Se ha dicho que la lectura del periódico es la oración matinal del hombre contemporáneo. Y, ciertamente, la apertura matutina de un diario suele ir acompañada de algunas prácticas que pueden ser calificadas de rituales: arrellanarse en la engullidora poltrona, acodarse sobre la mesa amplia, beber café, fumar un cigarrillo, iniciar la lectura por la última página, o la de deportes, o la de cultura, recortar con la tijera una columna interesante. Son acciones cotidianas, rutinarias y simples, que aportan al lector interioridad, elevación, conocimiento, regusto, trasposición y alteridad. La concisa sentencia con la que Agnès Martin-Lugand intituló su novela lo expresa suficientemente: La gente feliz lee y toma café. Pero las connotaciones religiosas de la prensa no se circunscriben a los habituales ritos de ubicación y lectura, arriba señalados. Decía Karl Barth que, para hacer teología, hay que tener en una mano la Biblia y en la otra el periódico. Los autores de la primera pusieron por escrito, con la inspiración del Espíritu Santo, las acciones maravillosas realizadas por Dios en favor del antiguo pueblo de Israel o de la primera comunidad cristiana. Los del segundo, el discurrir de los días, agitados o pacíficos, productivos o estériles, felices o desdichados, en cualquier rincón del mundo. Los periódicos no pertenecen a lo que se denomina, en el ámbito de las religiones, "literatura canónica". Pero la captación de los momentos relevantes de cada día, que fotógrafos, corresponsales y redactores fijan sobre el papel, ¿no se asemeja a lo que, en aquellos siglos y lejanías, hicieron los autores de los libros bíblicos de Josué, o Jueces, o Samuel, o Reyes, o Crónicas, o Hechos de los Apóstoles? Observadores que anotaron, transmitieron, rehicieron, adaptaron acontecimientos en los que intervinieron imperios y familias, sacerdotes y profetas, hombres y mujeres, ancianos y jóvenes, israelitas y extranjeros, judíos y samaritanos, apóstoles y evangelistas, justos y pecadores, sanos y enfermos, saduceos y fariseos, asirios y babilonios, persas y griegos, asianos y romanos.

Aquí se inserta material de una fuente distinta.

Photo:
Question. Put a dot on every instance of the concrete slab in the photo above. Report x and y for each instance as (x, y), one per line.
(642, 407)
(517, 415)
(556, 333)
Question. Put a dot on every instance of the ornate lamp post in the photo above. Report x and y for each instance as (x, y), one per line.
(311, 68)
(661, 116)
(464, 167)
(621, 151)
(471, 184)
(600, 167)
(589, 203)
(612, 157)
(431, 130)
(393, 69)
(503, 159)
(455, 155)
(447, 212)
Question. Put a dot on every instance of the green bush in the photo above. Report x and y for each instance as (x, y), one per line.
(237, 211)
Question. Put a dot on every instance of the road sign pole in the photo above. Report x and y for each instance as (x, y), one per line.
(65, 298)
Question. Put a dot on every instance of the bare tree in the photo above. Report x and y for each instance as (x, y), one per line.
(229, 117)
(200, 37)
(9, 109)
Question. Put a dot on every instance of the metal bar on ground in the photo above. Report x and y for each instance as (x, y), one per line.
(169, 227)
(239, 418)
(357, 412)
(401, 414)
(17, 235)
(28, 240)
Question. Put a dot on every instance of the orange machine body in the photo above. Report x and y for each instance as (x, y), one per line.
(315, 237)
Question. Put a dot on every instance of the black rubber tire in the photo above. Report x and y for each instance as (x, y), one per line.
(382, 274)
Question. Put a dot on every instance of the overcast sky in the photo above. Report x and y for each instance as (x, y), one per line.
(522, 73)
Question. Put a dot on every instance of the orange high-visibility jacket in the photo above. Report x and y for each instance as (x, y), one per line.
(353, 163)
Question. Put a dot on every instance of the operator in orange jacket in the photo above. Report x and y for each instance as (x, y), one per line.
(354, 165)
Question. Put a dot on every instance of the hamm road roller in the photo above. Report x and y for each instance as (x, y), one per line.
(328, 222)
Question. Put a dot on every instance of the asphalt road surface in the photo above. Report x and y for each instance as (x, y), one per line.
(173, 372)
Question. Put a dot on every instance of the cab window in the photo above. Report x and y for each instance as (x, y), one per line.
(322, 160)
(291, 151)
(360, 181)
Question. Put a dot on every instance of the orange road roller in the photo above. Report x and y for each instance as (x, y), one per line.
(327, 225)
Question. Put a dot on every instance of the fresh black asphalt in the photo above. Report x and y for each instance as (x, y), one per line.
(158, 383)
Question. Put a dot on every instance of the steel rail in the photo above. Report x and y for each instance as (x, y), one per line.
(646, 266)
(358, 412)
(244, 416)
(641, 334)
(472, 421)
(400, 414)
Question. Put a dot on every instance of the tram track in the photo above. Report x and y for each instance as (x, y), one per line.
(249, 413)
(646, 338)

La Biblia tiene algo de hemeroteca. Ya desde la primera página, coincidente con el capítulo 1 del Génesis, en la que se refiere la creación del mundo en siete días. Aquella fue la semana primigenia de la historia. Después, irían sucediéndose los meses y los años. Y en la página sacra ha quedado fijado su acontecer, para mantener vivo el recuerdo de lo que sucedió en tiempos remotos, y aprender a leer, desde aquellos hechos comunitarios o individuales, el presente. Fue escrita, no sólo como un fármaco contra el olvido, para que éste no tienda un lienzo de bruma que pixele el pasado, sino para que los lectores del mañana, que vivirán trances semejantes, con la misma angustia, o incertidumbre, o fortaleza, o esperanza, vean, en el espejo de esa napa inmensa de aguas cristalinas, remansadas en la balsa del texto sagrado, el contorno, y muchos pequeños detalles, de su propia historia. El Concilio de Trento definió, en 1546, el canon de los libros que constituyen la Biblia. Y, aunque ya está dogmáticamente cerrado, y no cabe incorporar otros nuevos, al lector no se le niega la posibilidad de que se recree, en su interior, con la idea de que, al sostener en sus manos las hojas sabanales de un diario, está leyendo la página última de la Biblia, compuesta, durante la noche anterior, en la rotativa del periódico. No sólo lee, sino que escruta las noticias, para descubrir, en ellas, los trazos de la Historia de la Salvación, incoada en la aurora de los tiempos, antes de que existiese la escritura, y continuada en el hodierno fluir. "Deja la actualidad, que se hace sola, y ve al presente, que te necesita", escribió el poeta malagueño Álvaro García. Y ahí es precisamente adonde el lector religioso de periódicos pretende llegar: a la realidad profunda, humana y trascendente, que latita bajo la pátina de los titulares, a la eternidad como presente continuo, a ese "hoy", que es, según la Biblia, inagotable, porque, en él, está Dios.